23) Brincando de Deus (2000)
O terceiro disco destes baianos deveria ter o título que Experience, do Grenade, levou. Afinal, seria lançado um ano antes e produzido por Dave Friedmann (Flaming Lips, Mercury Rev, Mogwai) caso todo seu equipamento e pré-produções não fossem perdidos num incêndio. O grupo se refez e, ao lado do talentoso produtor e tecladista André T. (responsável pela sonoridade de novos baianos como Rebeca Matta e a banda Crac!), gravou seu álbum definitivo, imbatível. Um disco que poderia ser lançado no mercado exterior sem dificuldades e que, apesar da anglofilia, é essencialmente brasileiro.


24) Peninsula – PELVs (2000)
Completando dez anos de banda e dez anos do selo carioca Midsummer Madness, a PELVs faz um disco igualmente robusto como o do Brincando de Deus, mas cheio de ganchos pop e melódicos. Uma obra-prima do indie nacional, Peninsula soa como todos os independentes querem soar: profissa, autêntico, despreocupado e livre, como se o mercado de discos brasileiro permitisse isto. Se ele não permite, a deixa fica para o indie.

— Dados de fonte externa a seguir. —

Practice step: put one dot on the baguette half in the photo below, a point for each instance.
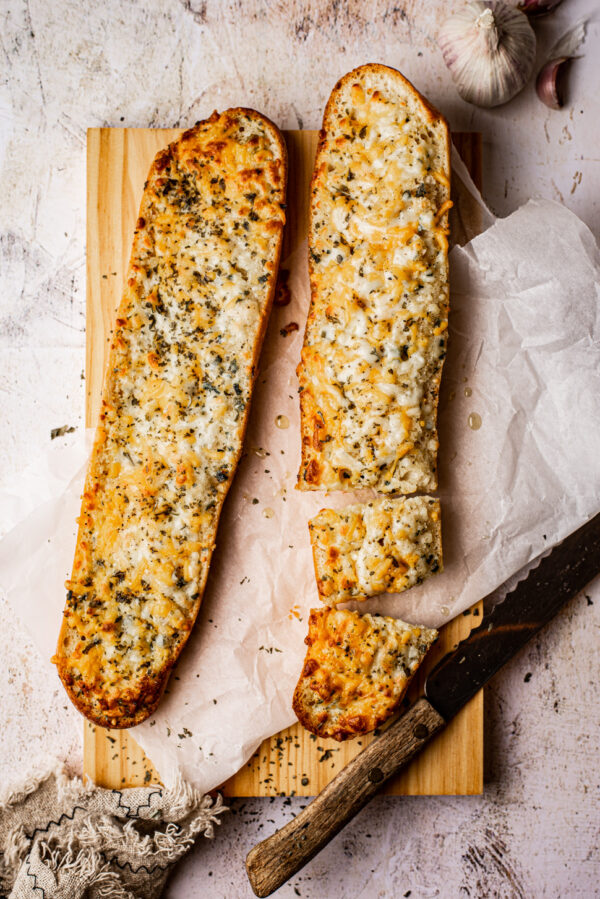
(376, 331)
(175, 406)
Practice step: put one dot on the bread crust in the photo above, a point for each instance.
(128, 708)
(316, 471)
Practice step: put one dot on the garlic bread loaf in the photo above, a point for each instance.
(376, 332)
(175, 406)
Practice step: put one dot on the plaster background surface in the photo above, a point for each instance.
(67, 66)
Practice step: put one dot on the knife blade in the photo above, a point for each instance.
(449, 686)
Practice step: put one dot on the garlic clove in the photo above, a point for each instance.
(550, 82)
(489, 47)
(538, 7)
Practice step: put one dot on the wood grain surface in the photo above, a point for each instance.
(292, 762)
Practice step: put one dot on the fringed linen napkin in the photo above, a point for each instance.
(63, 839)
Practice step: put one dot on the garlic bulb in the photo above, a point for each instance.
(489, 48)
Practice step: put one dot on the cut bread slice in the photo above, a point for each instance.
(383, 546)
(356, 670)
(376, 331)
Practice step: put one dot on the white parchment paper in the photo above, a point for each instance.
(524, 359)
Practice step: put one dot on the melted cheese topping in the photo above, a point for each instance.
(174, 409)
(384, 546)
(376, 332)
(356, 670)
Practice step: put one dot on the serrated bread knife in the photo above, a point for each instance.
(449, 686)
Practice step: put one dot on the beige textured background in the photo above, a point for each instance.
(68, 65)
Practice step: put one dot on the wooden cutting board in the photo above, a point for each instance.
(292, 762)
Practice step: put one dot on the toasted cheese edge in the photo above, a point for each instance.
(331, 591)
(303, 702)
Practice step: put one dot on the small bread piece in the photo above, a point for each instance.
(175, 404)
(376, 331)
(383, 546)
(356, 670)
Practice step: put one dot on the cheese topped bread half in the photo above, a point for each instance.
(377, 327)
(356, 670)
(383, 546)
(175, 405)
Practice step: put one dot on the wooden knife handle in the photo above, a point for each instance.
(272, 862)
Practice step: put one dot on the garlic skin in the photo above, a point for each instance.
(489, 48)
(550, 80)
(538, 7)
(548, 85)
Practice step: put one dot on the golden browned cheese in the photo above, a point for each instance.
(356, 670)
(377, 327)
(175, 405)
(383, 546)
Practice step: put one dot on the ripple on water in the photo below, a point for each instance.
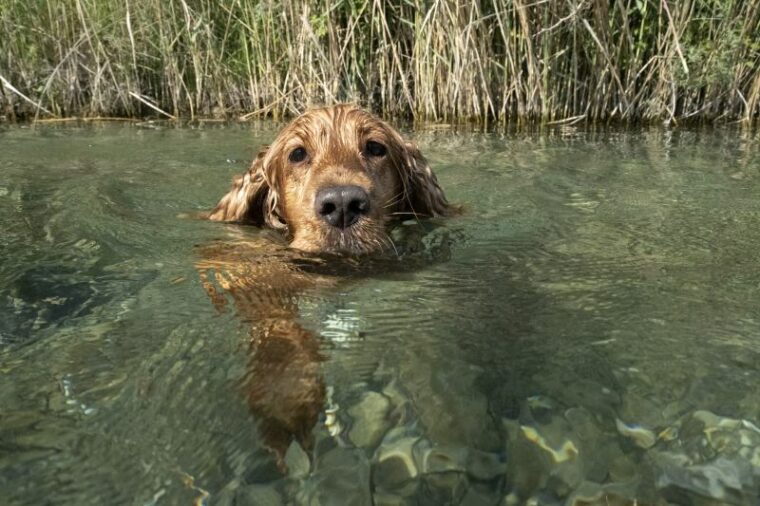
(585, 331)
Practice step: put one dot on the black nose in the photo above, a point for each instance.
(341, 206)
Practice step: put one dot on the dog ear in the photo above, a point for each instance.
(252, 198)
(423, 196)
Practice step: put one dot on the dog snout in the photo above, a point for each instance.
(342, 206)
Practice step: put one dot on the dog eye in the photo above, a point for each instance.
(297, 155)
(375, 149)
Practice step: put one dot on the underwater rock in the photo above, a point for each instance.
(297, 461)
(552, 452)
(370, 420)
(258, 495)
(643, 438)
(382, 498)
(443, 488)
(706, 458)
(341, 476)
(449, 404)
(594, 494)
(395, 464)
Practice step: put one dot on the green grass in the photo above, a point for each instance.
(484, 62)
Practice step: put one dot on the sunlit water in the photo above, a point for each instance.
(597, 297)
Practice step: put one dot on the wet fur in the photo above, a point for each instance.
(284, 385)
(278, 194)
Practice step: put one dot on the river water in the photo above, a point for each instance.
(587, 332)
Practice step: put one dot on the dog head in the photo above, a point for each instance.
(332, 181)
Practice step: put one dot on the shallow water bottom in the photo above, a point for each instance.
(586, 333)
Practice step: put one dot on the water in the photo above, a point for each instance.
(564, 339)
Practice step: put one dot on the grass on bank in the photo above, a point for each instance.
(499, 61)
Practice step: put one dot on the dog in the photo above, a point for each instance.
(332, 181)
(332, 184)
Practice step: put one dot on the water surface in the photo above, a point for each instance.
(589, 329)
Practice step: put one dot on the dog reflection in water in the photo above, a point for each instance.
(332, 184)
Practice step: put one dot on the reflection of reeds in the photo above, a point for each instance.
(503, 61)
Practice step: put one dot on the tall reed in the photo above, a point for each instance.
(484, 61)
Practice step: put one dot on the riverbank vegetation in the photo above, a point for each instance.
(497, 61)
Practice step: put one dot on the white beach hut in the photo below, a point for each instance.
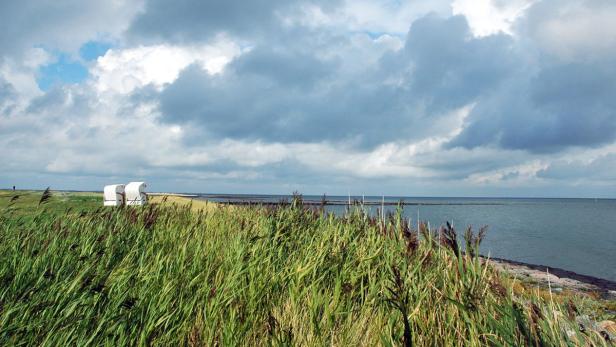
(135, 193)
(113, 195)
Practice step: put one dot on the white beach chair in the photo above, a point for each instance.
(113, 195)
(135, 194)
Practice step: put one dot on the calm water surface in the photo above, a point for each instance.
(573, 234)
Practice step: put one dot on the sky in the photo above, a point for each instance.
(403, 98)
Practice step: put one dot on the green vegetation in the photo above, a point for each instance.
(172, 275)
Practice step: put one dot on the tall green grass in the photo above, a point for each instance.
(167, 275)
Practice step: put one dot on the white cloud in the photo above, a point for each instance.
(487, 17)
(578, 30)
(123, 70)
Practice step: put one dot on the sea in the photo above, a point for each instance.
(578, 235)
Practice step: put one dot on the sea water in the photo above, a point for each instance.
(573, 234)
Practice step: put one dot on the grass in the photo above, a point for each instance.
(74, 273)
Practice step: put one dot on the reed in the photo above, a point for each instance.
(172, 275)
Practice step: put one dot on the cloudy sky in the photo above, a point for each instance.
(445, 98)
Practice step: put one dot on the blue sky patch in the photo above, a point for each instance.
(93, 49)
(63, 71)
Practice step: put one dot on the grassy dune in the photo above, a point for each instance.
(175, 273)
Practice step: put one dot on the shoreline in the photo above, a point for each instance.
(555, 277)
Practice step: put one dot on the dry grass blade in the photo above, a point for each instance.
(45, 196)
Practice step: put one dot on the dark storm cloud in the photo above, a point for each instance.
(601, 168)
(563, 94)
(289, 93)
(197, 20)
(562, 106)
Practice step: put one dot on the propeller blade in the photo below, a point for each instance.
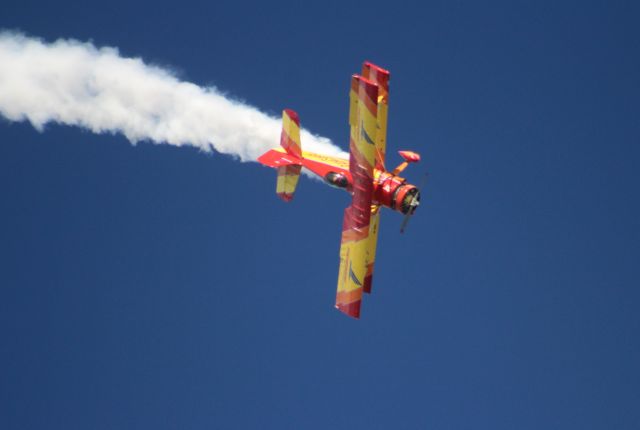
(414, 204)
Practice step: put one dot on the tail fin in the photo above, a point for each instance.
(289, 163)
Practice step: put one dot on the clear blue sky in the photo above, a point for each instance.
(151, 287)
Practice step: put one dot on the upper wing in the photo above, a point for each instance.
(372, 241)
(380, 77)
(357, 217)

25) O Manifesto da Arte Periférica – Wado (2001)
Além de coroar a recente produção de Maceió (a saber, Varnan, Mopho e Sonic Junior), o disco de estréia do ex-Ball Oswaldo Schlickmann é o auge da produção independente brasileira dos últimos 20 anos. Tem todas as qualidades dos discos citados nesta lista, além de falar em português, compor letras certeiras e experimentar à vontade no estúdio. Se chegamos até aqui com este nível, daqui pra frente é só crescer.

Não lembro pra quem eu escrevi esse texto… Acho que foi pra Zero.